Batteries and Electricity

 

Why do we need electricity for?

 

For instance, let us say for lighting.

 

The principle of the light bulb is that we send a flow of electrons on a metal wire that heats up and emits light. Particles bump on each other, absorb energy and release it as light. The first successful effort had used platinum, a material that does not melt at the temperature required (e.g. around 3000° Celsius). A glass bulb is placed around the metal wire.

 

Here is an interesting link: http://www.edisontechcenter.org/incandescent.html#works

 

How can we set up a continuous flow of electrons?

 

Here is the principle of the battery.

 

How can we extract electrons from a material, e.g. a metal?

 

Let us take a penny which is made mostly out of zinc. Immerse it in an acidic solution like lemon juice (or even a lemon). An acidic solution will have a lot of protons or H+.

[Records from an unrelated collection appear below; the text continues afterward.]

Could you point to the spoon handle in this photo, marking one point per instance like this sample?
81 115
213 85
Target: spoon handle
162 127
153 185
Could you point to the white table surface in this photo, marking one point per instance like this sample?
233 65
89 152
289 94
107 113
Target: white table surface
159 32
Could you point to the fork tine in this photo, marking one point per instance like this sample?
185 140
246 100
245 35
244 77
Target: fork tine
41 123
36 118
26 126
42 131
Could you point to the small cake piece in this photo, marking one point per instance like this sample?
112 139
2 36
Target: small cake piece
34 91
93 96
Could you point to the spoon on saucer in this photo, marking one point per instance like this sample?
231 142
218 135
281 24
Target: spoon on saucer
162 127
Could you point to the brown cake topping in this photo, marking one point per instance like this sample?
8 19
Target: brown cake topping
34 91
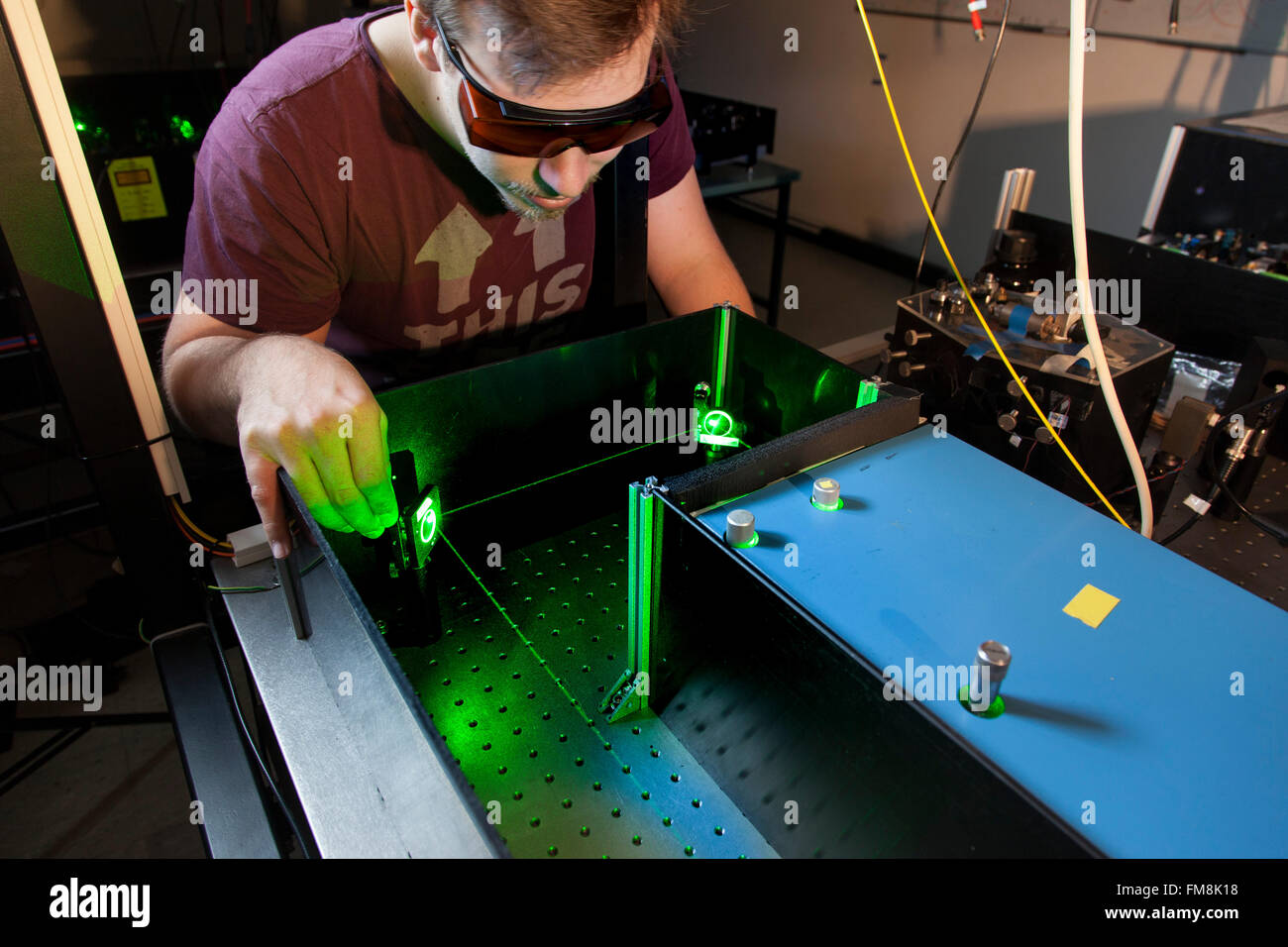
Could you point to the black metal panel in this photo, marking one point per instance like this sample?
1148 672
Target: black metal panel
60 303
893 415
619 289
1197 305
786 716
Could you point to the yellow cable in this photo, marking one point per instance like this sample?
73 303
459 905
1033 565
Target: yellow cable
196 528
943 244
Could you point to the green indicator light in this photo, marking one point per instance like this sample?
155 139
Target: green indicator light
423 526
717 423
183 127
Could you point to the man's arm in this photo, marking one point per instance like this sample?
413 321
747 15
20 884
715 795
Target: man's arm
687 263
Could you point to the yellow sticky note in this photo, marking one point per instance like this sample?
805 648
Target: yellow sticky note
1091 605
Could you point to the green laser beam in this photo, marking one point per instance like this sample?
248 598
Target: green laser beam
565 474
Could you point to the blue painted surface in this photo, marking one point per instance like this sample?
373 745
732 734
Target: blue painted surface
940 547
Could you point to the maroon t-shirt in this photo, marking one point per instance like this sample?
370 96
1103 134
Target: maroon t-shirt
320 180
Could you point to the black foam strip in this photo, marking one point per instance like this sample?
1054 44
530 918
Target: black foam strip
896 412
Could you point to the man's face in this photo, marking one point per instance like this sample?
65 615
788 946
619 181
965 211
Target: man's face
540 188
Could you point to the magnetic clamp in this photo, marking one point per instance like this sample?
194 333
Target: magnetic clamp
741 528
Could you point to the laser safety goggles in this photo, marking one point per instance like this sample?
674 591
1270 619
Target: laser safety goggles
510 128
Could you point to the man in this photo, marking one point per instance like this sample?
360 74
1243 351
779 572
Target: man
368 178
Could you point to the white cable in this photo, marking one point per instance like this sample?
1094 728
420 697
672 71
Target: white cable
1086 308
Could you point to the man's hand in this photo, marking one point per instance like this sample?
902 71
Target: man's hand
687 263
307 410
284 401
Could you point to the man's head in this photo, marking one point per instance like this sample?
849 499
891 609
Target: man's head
546 54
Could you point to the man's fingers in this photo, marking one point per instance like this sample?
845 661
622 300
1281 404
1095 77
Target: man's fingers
262 475
331 455
308 480
369 457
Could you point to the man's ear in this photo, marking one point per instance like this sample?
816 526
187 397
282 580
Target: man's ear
423 35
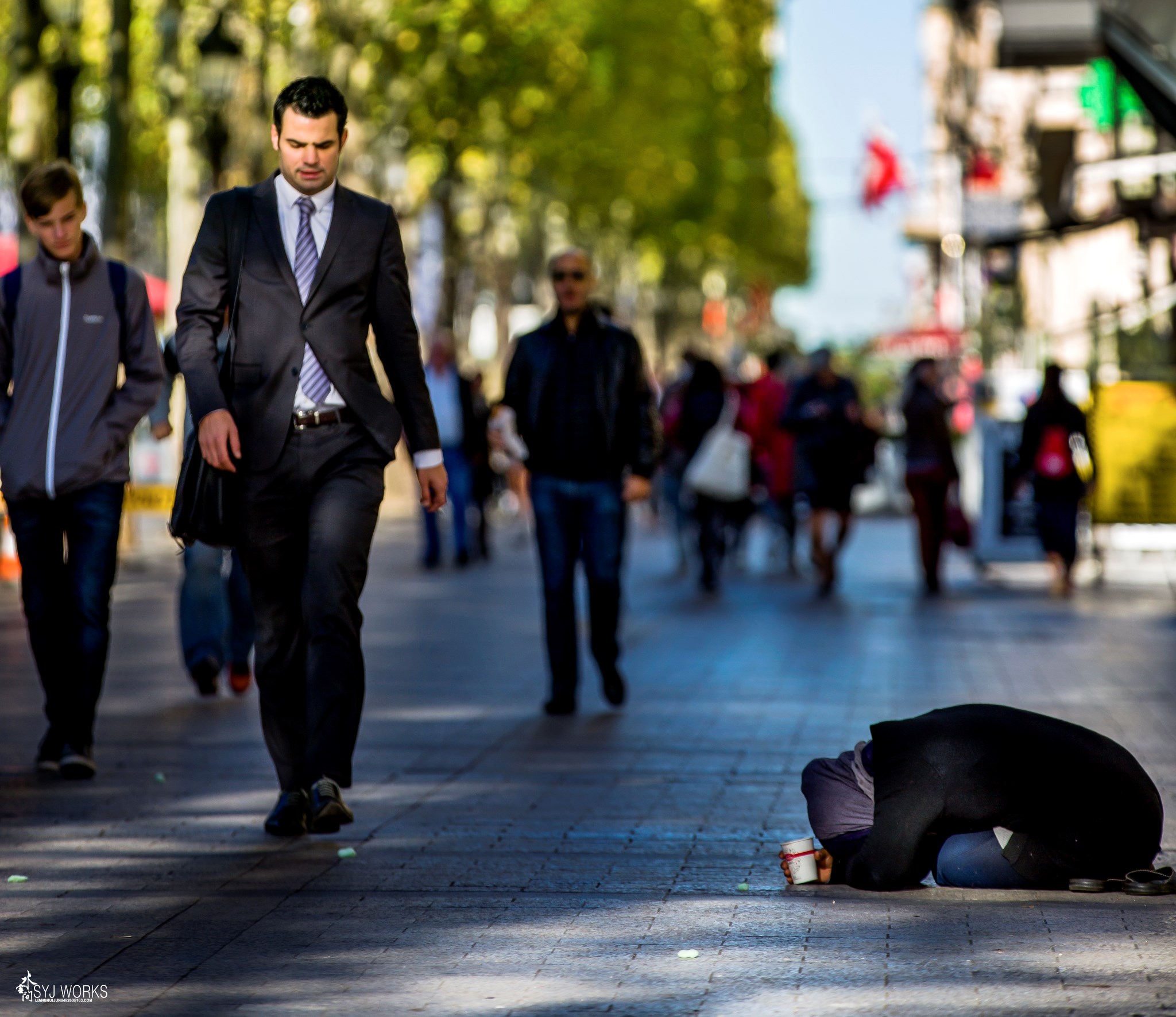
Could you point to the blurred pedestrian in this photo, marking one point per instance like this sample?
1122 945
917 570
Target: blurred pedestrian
479 454
71 319
763 405
216 626
587 415
453 404
1054 431
703 401
306 428
507 459
826 416
930 463
675 459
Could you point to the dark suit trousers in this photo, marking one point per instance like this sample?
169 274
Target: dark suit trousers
579 521
308 526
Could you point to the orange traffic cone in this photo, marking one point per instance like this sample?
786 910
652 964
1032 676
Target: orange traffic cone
10 564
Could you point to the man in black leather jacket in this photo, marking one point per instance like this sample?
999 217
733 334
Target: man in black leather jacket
579 388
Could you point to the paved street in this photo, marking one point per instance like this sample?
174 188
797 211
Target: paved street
508 863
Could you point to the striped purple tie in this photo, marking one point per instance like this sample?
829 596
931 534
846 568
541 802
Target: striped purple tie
314 382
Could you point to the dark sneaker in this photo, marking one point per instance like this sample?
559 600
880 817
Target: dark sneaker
613 686
48 755
328 811
239 678
205 673
77 763
560 707
287 819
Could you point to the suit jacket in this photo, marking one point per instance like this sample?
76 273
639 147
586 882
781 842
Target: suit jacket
624 398
361 283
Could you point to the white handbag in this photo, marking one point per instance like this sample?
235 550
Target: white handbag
721 468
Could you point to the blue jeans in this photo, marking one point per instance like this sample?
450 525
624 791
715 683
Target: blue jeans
215 614
1058 523
579 520
67 600
975 862
461 485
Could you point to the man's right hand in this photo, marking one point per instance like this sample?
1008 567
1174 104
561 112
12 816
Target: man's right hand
219 440
823 867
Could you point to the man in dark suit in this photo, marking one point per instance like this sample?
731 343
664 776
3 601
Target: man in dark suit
307 428
458 428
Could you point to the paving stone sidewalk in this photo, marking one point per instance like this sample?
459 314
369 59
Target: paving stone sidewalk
508 863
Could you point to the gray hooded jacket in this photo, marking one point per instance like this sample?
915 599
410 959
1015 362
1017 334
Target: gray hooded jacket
67 423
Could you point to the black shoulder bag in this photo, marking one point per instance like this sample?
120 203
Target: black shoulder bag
207 506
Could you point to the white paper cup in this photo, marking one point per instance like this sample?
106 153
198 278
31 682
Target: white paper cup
801 860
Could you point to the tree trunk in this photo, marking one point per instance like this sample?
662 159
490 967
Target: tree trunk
114 218
184 207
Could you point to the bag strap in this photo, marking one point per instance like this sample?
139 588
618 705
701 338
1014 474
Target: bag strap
11 283
117 272
242 208
730 411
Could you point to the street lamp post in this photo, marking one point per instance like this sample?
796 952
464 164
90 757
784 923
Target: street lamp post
220 68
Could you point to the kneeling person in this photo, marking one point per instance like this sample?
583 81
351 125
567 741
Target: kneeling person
984 796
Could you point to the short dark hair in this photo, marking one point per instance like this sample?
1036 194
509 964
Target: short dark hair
311 96
46 185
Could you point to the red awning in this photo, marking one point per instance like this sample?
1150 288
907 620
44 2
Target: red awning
10 252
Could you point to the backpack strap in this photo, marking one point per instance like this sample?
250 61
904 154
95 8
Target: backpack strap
118 276
11 284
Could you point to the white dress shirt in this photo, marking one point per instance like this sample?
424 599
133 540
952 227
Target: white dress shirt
288 218
445 393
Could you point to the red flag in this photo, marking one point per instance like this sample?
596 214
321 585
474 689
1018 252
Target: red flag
884 172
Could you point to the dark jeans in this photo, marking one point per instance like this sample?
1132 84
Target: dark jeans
579 520
67 599
461 482
308 525
975 862
1058 523
712 516
929 495
215 614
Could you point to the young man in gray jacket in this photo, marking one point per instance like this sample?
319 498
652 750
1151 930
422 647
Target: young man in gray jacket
69 319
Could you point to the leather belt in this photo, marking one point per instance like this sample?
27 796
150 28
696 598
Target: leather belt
306 419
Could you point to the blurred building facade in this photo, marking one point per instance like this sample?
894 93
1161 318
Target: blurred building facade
1048 208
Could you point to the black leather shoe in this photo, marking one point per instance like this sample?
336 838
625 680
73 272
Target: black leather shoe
287 819
613 686
205 674
328 810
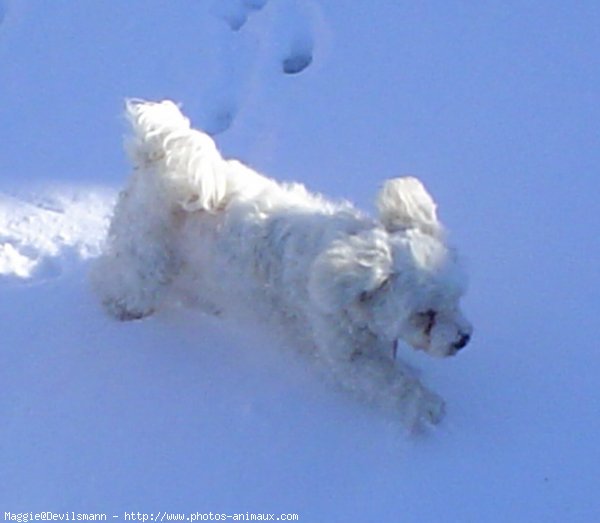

Here is the relevant Wikipedia article: https://en.wikipedia.org/?title=Lemon_battery

 

 

"ZnCuVoltaicCell" by Easchiff - Own work. Licensed under CC BY-SA 3.0 via Wikimedia Commons - https://commons.wikimedia.org/wiki/File:ZnCuVoltaicCell.svg#/media/File:ZnCuVoltaicCell.svg

 

Zinc is the atom made of 30 protons. Here is its electric configuration per shell: 2, 8, 18, 2.

 

Upon immersion, the two outer electrons of zinc will be relatively easily dissolved in the solution. The zinc having a deficit in two electrons will be positively charged like this:  Zn2+. This is a spontaneous behavior for Zn which takes it to a lower and therefore more stable energy state. As a result, energy is released.

 

Therefore, we can easily get our electrons from zinc in the above way.

 

We now have to get them to flow onto a wire like a copper wire.

 

Generally speaking, what will happen if we put in contact a piece of zinc and a piece of copper?

 

Let us take a UK 5p which is made mostly out of copper.

 

Copper is the atom made of 29 protons. Here is its electric configuration per shell: 2, 8, 18, 1

Copper, in comparison to zinc, attracts electrons more strongly.

 

As we know, metals have electrons that are loosely attached and can move.

 

If we put in contact a piece of zinc and a piece of copper, electrons from zinc will be attracted more by copper and will move towards it. As the electrons will be concentrating on copper the new coming electrons will be repelled to an increasing degree and eventually the movement will stop.

 

What will happen if we immerse copper, the copper 5p that was mentioned, into the acidic solution?

 

Upon immersion, two electrons of copper will be released but with much more difficulty than zinc.

 

If we put the zinc and the copper (that are immersed in acid solution) in contact, for instance with the aid of a wire, then as copper attracts electrons more, the electrons would flow to copper; in this setting, as copper also loses electrons, we would no longer be in the case of the new coming electrons being increasingly repelled. As a result, a continuous flow from zinc to copper could be maintained.

 

This would give us the continuous electron flow that we need to light up a bulb.

 

The batteries are a similar setting of two electrodes immersed in an acidic solution.

 

This allows us to have electron generation (via extraction from metal) readily available, along with the mechanism that can set the extracted electrons in motion.